Intense Fighting Rages In Liberian Capital Thousands Of Civilians Flee To U.S. Embassy Compound

Associated Press

Shelling and gunfire raged in the capital Monday, sending at least 15,000 civilians fleeing to a U.S. Embassy compound. The Clinton administration is considering evacuating Americans from Liberia as early as today.

The fighting between government troops and warring rebel factions that broke out Saturday in Monrovia is the worst in three years.

“We hear rocket-propelled-grenade fire, mortar fire, heavy-arms fire,” Dudley Sims, a spokesman for the U.S. Embassy, said by telephone. “It’s pretty bad.”

The conflict between seven rebel factions fighting mainly along ethnic lines has killed more than 150,000 people and left at least half the country’s 2.3 million residents homeless in the six-year civil war.

A peace accord was supposed to clear the way for elections this year but renewed unrest in the country, founded in 1847 by freed American slaves, has caused the collapse of civil order.

U.S. officials in Washington said the latest fighting was taking place around the Barclay Training Center, an army barracks in downtown Monrovia where about 30 African peacekeepers were being held hostage.
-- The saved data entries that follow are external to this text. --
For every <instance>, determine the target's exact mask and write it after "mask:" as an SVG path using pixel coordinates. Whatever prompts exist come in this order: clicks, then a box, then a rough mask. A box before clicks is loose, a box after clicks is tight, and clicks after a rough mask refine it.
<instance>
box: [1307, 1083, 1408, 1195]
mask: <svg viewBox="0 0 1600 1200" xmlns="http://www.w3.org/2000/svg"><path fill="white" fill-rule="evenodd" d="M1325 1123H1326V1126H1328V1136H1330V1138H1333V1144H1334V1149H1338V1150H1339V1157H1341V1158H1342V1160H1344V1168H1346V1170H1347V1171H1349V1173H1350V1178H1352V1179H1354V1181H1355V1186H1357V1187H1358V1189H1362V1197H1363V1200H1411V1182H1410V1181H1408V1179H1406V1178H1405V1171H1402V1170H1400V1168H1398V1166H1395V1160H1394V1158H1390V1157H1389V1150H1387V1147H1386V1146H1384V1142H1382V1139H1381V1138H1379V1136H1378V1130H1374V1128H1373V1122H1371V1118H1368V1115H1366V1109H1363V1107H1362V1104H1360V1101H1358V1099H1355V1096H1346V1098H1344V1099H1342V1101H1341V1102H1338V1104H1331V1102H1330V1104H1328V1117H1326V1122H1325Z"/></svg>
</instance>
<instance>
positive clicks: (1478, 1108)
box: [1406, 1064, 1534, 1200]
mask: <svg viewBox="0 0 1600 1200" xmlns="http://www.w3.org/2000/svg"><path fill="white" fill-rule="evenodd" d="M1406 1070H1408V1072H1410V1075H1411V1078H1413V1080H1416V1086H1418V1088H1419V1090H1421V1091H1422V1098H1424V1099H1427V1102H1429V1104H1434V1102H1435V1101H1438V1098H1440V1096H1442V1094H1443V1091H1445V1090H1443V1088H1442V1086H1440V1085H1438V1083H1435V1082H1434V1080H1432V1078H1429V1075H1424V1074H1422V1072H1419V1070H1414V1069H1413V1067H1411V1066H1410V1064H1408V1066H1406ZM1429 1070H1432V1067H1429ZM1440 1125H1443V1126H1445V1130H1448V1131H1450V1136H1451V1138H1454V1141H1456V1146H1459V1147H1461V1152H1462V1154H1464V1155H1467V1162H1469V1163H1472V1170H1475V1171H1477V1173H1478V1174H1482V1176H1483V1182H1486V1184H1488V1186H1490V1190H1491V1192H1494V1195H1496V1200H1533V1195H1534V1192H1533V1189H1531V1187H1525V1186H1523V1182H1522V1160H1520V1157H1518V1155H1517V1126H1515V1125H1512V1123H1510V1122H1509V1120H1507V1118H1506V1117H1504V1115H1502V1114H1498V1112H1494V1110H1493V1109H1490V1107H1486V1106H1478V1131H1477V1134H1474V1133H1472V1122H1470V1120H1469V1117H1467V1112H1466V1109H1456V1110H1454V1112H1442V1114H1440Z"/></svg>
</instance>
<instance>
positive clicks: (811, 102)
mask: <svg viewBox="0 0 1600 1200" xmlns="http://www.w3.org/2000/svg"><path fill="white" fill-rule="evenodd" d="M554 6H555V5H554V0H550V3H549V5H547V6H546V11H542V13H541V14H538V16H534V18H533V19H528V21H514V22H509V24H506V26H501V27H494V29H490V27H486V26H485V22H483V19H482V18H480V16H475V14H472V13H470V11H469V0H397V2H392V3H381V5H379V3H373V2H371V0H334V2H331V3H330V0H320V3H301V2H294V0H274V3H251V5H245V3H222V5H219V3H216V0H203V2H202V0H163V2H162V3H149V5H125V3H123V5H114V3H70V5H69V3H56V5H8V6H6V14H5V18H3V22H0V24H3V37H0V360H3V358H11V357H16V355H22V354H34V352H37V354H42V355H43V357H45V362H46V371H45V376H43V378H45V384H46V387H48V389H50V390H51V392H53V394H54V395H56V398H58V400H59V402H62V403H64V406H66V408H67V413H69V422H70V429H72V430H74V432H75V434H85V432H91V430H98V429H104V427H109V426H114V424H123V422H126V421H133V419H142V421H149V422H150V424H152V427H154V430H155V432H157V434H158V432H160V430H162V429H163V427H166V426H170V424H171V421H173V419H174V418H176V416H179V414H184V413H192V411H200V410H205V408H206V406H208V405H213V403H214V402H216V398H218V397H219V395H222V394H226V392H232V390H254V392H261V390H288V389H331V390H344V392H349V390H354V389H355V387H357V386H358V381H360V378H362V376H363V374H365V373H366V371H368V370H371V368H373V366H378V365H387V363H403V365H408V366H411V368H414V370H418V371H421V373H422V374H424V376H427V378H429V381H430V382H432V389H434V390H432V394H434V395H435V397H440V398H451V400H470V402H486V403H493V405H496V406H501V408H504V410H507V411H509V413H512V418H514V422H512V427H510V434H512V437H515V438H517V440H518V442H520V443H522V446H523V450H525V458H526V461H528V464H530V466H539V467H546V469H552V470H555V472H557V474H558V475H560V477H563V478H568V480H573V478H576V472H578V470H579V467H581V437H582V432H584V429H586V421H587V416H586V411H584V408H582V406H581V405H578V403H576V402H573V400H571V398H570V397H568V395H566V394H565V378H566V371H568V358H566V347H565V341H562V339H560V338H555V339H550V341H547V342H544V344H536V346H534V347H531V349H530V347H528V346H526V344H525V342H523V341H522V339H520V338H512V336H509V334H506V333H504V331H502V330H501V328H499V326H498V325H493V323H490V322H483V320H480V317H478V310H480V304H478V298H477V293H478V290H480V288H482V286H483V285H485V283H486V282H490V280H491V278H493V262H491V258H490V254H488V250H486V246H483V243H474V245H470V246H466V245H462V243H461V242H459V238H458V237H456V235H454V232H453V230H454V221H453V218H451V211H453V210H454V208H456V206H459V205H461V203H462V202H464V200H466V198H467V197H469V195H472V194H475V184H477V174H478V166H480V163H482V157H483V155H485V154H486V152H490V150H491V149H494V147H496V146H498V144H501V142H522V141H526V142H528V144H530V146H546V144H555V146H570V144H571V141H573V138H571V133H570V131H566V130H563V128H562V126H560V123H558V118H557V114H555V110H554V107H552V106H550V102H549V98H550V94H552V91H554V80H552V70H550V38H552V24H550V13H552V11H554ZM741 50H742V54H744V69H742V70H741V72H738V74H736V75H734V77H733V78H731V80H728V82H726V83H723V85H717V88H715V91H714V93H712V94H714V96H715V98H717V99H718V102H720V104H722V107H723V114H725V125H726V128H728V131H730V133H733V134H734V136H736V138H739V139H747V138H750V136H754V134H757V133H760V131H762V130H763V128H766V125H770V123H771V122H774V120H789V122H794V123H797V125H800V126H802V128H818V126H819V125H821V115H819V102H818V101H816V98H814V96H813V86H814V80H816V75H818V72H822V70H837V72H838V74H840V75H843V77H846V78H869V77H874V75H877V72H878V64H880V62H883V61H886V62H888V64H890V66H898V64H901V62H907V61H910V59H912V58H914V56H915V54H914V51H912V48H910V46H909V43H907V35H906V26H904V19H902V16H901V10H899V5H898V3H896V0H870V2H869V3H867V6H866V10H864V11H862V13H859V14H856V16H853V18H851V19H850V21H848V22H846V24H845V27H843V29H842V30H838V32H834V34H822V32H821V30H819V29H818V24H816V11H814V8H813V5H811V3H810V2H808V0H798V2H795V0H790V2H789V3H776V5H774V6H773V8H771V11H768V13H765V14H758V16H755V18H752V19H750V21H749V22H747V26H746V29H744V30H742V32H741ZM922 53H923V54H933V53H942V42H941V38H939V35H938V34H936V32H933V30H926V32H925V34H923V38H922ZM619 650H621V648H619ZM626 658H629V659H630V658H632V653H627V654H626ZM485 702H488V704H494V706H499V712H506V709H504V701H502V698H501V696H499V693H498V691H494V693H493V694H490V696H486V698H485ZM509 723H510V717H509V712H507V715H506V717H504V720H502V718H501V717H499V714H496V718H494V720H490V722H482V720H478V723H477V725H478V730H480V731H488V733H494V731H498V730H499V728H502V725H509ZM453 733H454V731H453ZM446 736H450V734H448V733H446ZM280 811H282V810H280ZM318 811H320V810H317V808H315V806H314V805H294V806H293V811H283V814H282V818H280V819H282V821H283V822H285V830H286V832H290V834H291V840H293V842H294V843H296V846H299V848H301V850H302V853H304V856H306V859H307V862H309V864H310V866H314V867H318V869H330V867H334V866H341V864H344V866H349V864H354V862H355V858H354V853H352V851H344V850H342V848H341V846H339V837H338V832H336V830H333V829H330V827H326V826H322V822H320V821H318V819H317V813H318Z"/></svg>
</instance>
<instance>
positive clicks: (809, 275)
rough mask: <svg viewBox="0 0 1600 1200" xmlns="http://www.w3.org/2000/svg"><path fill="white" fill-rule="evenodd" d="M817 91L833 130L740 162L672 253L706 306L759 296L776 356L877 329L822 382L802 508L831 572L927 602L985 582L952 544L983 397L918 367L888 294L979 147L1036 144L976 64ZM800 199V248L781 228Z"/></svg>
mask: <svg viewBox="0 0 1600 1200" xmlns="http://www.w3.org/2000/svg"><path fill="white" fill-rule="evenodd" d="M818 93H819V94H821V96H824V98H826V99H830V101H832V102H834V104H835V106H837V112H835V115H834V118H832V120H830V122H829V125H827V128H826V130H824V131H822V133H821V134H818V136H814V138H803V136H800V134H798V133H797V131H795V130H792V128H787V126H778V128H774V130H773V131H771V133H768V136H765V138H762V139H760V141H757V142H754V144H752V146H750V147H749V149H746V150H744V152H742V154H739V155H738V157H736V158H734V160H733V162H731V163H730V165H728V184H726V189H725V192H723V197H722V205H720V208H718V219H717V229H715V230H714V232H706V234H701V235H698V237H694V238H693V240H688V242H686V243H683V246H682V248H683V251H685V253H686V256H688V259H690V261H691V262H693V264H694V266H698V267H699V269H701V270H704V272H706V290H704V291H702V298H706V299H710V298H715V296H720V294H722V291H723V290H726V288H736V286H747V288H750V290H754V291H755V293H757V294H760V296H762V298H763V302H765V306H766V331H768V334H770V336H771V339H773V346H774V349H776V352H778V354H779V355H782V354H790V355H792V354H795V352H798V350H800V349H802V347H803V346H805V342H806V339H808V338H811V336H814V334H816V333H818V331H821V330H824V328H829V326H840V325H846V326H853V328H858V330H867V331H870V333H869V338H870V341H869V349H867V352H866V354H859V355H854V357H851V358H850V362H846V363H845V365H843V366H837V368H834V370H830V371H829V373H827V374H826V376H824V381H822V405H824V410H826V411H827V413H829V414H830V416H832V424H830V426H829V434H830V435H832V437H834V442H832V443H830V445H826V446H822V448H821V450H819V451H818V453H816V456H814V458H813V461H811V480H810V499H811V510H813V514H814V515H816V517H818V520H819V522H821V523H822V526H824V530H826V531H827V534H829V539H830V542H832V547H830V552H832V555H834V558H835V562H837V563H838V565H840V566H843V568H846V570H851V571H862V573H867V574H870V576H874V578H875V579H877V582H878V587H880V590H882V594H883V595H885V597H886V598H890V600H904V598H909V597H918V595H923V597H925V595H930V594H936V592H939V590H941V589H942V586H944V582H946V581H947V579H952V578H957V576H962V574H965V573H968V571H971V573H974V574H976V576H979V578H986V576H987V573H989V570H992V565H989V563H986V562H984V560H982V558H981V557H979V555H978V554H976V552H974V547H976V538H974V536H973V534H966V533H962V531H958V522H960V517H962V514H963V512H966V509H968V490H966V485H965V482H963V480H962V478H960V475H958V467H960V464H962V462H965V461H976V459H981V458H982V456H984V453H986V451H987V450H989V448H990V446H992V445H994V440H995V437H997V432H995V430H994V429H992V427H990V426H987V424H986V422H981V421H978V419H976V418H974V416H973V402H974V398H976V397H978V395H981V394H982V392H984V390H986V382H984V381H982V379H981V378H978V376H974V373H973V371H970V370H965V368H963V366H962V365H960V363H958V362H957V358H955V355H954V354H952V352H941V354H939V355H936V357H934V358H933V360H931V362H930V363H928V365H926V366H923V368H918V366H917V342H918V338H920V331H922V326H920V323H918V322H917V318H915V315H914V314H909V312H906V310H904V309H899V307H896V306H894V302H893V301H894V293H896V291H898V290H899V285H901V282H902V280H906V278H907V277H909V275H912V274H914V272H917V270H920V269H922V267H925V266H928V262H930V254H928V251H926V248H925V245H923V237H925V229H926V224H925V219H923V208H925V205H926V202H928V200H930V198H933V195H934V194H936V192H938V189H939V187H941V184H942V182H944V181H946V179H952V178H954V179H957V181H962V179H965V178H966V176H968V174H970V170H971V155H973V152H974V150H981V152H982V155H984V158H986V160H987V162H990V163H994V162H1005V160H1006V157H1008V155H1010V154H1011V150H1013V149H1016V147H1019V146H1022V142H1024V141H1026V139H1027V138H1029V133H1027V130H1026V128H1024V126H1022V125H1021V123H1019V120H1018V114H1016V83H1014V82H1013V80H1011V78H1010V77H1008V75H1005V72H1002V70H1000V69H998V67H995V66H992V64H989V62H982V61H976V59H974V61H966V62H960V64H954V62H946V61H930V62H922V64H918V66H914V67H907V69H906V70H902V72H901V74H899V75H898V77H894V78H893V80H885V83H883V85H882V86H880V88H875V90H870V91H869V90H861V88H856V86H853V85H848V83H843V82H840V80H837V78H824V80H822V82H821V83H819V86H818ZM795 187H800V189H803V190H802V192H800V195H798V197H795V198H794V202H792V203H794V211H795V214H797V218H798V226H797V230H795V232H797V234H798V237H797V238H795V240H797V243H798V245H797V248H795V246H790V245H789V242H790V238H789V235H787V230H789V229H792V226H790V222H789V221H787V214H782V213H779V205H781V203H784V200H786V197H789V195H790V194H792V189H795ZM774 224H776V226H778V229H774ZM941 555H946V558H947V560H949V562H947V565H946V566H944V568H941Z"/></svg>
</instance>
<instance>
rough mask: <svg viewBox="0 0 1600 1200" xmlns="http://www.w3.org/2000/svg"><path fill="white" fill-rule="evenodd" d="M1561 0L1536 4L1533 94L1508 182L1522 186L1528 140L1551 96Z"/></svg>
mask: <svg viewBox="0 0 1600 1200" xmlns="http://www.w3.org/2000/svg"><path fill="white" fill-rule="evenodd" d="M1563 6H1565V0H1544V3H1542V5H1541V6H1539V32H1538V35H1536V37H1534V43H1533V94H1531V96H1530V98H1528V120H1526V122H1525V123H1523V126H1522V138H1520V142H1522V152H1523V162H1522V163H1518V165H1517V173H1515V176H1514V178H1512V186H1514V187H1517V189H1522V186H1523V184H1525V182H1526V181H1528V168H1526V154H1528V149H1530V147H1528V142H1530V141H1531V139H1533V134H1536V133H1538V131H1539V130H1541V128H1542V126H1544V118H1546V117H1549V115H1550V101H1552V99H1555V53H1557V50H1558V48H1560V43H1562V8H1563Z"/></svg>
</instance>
Three of their armored personnel carriers were reported captured by rebels.

About 12,000 African peacekeepers, most of them Nigerian, have been unable to stem Liberia’s fighting.

Paul Koulen, deputy representative of the U.N. Development Program in Monrovia, said the country’s only international airport was ruined. He said three U.S.-donated helicopters and a passenger airplane of Weasua Airlines, which flies in West Africa, had been destroyed.

“The airport has been destroyed, if you can really say that an airport already destroyed could be even more destroyed,” he said, referring to the severe damage already inflicted on the airport throughout the civil war.

Koulen, speaking from his office in the seaside diplomatic district of Mamba Point, said people were fleeing in all directions.

“We’ve seen these people with all their belongings on their heads - beds, sheets, everything - running up and down Mamba Point, depending on where the gunfire is coming from,” he said.